Posted on Friday, May 16, 2008

URL: http://www.nwanews.com/nwat/News/65226/

ELKINS — The city might step up its sales tax by a penny come Aug. 12.

On Thursday night, the Elkins City Council unanimously voted to hold a special election that day to let citizens choose whether they want to have the 1-cent sales tax increase to pay off $ 1. 9 million in sewer bonds to replace the city’s main line along Arkansas 16.

Mike Lemaster, chairman of the Water and Sewer Committee, said the group basically wants to replace the 40-year-old, 8-inch line that runs from one end of the city to the other with a 14-inch line.

“ When you (dig ) a hole in the ground and take up that pipe, you better prepare for your city to expand, ” Lemaster said about upgrading the line.

He said the project is long overdue, describing the section of line recently viewed by the committee as “ Swiss cheese-like. ”

The city needs to pass the tax because the sewer line currently sits in the Arkansas Highway and Transportation Department’s right of way, Lemaster said, and if the department ever widened Arkansas 16 the city would have to scramble for money to move the line.
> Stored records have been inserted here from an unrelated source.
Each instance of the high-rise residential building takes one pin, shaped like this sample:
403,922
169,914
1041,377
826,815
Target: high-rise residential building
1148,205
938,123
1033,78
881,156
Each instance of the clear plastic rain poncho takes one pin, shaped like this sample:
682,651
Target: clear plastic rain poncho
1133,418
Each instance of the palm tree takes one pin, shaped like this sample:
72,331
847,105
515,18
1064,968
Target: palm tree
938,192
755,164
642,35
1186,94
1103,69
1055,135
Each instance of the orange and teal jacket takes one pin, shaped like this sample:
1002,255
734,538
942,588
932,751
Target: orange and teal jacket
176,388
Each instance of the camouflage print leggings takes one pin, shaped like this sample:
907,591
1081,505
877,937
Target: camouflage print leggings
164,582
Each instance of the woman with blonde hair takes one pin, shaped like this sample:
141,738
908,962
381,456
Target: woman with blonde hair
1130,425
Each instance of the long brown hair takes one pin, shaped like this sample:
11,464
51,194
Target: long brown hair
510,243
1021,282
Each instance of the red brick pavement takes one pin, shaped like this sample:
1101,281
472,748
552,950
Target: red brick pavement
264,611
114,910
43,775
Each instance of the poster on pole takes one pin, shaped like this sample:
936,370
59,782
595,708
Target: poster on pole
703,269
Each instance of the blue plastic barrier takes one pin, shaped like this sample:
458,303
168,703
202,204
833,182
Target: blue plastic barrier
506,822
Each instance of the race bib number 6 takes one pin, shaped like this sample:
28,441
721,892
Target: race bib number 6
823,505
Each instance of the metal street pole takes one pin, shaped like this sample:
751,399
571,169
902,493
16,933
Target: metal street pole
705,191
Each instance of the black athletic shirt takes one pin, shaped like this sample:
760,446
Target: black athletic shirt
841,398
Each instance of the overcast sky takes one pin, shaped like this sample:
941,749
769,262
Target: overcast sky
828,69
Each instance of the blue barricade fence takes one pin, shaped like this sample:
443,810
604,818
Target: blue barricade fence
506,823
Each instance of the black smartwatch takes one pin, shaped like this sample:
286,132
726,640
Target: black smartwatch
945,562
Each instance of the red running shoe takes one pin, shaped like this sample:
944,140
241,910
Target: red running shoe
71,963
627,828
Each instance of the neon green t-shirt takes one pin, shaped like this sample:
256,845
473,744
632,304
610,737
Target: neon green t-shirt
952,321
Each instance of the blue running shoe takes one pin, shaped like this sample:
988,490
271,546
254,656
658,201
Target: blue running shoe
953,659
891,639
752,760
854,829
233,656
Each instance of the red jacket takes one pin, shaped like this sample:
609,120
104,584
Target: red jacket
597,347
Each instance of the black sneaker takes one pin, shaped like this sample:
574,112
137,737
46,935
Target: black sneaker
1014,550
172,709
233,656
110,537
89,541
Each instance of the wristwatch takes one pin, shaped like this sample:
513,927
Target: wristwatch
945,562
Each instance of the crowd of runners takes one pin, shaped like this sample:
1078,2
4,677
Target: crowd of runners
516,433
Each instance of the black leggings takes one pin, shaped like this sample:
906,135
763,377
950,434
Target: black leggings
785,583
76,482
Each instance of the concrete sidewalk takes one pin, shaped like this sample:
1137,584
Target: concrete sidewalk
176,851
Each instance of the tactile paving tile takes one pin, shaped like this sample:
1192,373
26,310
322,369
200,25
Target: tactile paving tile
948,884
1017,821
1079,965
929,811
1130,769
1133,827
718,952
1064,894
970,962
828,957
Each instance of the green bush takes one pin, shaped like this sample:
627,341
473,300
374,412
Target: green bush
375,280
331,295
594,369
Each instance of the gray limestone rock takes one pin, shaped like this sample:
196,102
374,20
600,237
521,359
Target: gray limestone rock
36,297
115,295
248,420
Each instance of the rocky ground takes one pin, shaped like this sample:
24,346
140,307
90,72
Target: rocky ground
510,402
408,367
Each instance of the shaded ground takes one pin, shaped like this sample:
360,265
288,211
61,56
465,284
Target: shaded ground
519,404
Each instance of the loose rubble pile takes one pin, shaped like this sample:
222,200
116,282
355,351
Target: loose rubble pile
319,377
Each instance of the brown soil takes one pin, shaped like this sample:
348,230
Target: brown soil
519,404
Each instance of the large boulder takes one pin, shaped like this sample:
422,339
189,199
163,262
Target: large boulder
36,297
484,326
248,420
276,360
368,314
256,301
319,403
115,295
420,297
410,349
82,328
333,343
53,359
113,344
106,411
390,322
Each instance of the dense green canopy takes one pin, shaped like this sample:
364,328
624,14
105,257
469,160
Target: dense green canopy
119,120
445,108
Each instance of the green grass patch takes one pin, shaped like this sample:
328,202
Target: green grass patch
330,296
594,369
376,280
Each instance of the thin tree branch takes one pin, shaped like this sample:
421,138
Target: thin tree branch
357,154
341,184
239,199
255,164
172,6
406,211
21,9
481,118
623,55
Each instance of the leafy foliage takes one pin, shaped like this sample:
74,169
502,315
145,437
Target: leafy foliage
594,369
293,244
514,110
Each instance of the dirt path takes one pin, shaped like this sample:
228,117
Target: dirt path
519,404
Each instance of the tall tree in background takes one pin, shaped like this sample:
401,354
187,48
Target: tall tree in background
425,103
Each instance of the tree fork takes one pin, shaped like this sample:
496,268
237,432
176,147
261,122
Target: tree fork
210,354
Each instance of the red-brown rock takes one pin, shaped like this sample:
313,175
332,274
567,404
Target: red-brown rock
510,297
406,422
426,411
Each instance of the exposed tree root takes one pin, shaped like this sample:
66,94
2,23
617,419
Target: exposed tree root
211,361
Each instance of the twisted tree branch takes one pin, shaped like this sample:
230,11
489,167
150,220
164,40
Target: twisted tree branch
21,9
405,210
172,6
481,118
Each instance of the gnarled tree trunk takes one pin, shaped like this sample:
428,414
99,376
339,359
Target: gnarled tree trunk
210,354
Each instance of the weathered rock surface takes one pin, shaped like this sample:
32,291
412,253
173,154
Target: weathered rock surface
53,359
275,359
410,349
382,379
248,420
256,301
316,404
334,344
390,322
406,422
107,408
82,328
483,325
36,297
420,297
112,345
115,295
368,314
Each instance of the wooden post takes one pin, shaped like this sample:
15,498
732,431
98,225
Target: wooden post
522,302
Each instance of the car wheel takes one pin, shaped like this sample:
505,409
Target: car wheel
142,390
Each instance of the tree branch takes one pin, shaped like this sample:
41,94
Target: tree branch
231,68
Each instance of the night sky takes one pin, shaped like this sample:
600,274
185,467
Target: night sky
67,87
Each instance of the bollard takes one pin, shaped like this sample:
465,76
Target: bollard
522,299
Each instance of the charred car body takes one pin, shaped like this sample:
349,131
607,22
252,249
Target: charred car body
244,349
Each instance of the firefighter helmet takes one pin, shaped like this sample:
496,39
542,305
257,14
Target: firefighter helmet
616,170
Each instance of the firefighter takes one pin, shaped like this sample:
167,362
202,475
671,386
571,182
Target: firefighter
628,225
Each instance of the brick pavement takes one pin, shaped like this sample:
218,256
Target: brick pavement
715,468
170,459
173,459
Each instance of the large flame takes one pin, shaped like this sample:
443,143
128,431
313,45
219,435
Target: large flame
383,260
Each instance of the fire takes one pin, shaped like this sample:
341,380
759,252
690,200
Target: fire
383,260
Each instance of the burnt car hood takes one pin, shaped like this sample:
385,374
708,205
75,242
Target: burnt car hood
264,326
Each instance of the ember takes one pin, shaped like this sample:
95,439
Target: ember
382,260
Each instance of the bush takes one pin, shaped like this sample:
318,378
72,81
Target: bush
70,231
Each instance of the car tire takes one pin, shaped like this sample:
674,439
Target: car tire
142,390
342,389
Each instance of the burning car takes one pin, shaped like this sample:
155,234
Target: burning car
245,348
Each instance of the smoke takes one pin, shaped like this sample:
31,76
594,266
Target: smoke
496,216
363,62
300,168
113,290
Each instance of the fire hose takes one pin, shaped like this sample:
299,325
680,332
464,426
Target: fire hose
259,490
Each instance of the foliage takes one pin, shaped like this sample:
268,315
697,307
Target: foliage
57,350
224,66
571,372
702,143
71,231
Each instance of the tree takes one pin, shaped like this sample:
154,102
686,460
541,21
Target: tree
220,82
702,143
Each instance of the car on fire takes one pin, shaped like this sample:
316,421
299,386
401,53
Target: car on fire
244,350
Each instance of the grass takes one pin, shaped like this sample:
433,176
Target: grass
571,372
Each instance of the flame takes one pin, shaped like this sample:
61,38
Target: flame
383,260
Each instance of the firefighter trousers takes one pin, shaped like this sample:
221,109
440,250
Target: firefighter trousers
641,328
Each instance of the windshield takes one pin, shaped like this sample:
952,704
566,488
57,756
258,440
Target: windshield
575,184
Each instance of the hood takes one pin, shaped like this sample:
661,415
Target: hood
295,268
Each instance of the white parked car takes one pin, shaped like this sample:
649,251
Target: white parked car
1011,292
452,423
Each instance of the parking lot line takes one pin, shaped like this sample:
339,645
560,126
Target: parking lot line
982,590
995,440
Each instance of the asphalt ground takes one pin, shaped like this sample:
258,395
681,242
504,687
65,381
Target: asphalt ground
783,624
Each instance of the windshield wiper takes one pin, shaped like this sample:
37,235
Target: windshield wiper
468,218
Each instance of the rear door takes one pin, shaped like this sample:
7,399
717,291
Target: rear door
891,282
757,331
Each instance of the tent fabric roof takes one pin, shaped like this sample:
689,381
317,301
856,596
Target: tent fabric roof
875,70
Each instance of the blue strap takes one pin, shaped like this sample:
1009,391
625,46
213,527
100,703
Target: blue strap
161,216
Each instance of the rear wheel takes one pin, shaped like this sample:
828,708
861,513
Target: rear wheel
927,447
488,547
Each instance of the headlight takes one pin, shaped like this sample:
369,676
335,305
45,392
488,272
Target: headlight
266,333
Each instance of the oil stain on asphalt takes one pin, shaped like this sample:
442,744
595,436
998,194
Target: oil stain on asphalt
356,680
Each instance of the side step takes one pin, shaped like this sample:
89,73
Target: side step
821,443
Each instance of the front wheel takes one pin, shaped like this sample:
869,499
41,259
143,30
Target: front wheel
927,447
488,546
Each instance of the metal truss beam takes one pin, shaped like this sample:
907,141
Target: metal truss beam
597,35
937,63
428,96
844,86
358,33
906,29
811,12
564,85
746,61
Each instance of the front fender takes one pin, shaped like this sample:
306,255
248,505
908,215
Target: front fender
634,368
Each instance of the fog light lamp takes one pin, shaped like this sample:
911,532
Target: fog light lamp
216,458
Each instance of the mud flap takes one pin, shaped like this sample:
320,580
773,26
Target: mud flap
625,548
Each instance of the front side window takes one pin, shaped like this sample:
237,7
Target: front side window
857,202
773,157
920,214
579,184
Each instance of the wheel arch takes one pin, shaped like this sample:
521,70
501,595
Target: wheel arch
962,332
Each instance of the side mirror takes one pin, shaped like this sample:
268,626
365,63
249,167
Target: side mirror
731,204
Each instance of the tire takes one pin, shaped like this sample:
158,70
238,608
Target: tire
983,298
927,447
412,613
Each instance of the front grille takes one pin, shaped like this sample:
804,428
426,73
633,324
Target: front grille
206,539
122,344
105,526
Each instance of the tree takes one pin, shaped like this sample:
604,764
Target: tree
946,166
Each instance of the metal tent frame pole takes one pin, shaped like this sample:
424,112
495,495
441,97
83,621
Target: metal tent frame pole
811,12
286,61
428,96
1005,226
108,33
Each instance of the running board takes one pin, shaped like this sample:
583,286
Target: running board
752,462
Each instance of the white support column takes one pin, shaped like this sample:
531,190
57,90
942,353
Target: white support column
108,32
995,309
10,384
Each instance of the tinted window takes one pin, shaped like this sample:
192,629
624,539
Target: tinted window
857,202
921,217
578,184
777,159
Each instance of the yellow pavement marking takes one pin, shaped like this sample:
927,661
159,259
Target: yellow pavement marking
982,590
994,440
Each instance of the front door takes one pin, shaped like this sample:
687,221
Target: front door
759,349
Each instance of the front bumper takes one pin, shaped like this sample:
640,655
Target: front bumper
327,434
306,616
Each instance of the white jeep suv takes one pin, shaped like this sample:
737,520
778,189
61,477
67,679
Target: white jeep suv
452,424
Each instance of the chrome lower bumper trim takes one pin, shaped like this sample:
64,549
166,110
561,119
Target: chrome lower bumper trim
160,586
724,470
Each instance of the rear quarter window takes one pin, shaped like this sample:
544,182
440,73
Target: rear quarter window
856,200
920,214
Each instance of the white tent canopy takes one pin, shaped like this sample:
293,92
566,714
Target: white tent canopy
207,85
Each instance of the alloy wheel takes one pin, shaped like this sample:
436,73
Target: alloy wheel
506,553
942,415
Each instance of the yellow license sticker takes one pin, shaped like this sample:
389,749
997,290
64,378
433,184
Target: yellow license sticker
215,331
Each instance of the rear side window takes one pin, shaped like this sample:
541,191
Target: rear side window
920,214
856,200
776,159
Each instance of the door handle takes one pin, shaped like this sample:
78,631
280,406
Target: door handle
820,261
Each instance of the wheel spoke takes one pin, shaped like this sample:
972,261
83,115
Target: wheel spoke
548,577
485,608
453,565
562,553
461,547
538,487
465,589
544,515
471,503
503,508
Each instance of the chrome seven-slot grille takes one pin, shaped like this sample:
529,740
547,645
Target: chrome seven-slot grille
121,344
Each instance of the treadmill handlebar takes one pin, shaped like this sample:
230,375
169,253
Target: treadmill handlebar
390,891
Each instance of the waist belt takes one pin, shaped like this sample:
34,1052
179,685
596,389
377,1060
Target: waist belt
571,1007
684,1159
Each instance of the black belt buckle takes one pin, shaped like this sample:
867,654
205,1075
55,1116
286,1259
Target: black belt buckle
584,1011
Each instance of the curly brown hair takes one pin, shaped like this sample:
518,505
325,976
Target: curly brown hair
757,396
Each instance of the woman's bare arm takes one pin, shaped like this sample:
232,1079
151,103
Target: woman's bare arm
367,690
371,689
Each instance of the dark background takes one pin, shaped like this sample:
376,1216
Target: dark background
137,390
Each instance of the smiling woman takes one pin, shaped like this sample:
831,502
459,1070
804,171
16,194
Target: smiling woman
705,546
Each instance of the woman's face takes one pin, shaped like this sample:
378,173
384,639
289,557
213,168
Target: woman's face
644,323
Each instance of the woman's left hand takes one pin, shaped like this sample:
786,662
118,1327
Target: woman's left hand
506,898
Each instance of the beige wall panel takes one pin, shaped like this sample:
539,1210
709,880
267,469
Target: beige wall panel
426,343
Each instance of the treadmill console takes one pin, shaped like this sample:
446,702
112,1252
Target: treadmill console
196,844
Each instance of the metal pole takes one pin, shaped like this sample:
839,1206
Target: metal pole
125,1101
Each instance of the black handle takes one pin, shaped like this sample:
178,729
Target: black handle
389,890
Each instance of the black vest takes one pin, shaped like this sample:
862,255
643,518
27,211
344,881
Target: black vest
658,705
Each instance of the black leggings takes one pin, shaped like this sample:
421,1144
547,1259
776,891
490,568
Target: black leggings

According the Arkansas Department of Finance and Administration, Elkins is one of three cities in Washington County that has a 1-cent sales tax. Elm Springs and Lincoln are the other two. Every other city has at least a 2-cent sales tax levied. Prairie Grove is at 2. 25 cents.

Don Zimmerman, a spokesman with the Arkansas Municipal League, said there is not a specific limit on how much sales tax a city can levy. The highest sales tax levied by a city in Arkansas is 4 cents, he said.

City Attorney Danny Wright said that if the tax passed the council would have to pass a resolution dedicating the income to the bonds and that the city probably wouldn’t see the extra income until 2009. He said that after the $ 1. 9 million was paid off, the city could dedicate the tax to another bond issue if the water and sewer system needs one.

Lemaster said that will probably be the case because the city would only be replacing its freshwater pipes and a few other pipes, like the one that goes under the White River, will soon need replacing. The Water and Sewer Department currently does not have the income to handle that many big projects, he said.

“ We have no funding other than the income we make off of sewer rates, ” he said.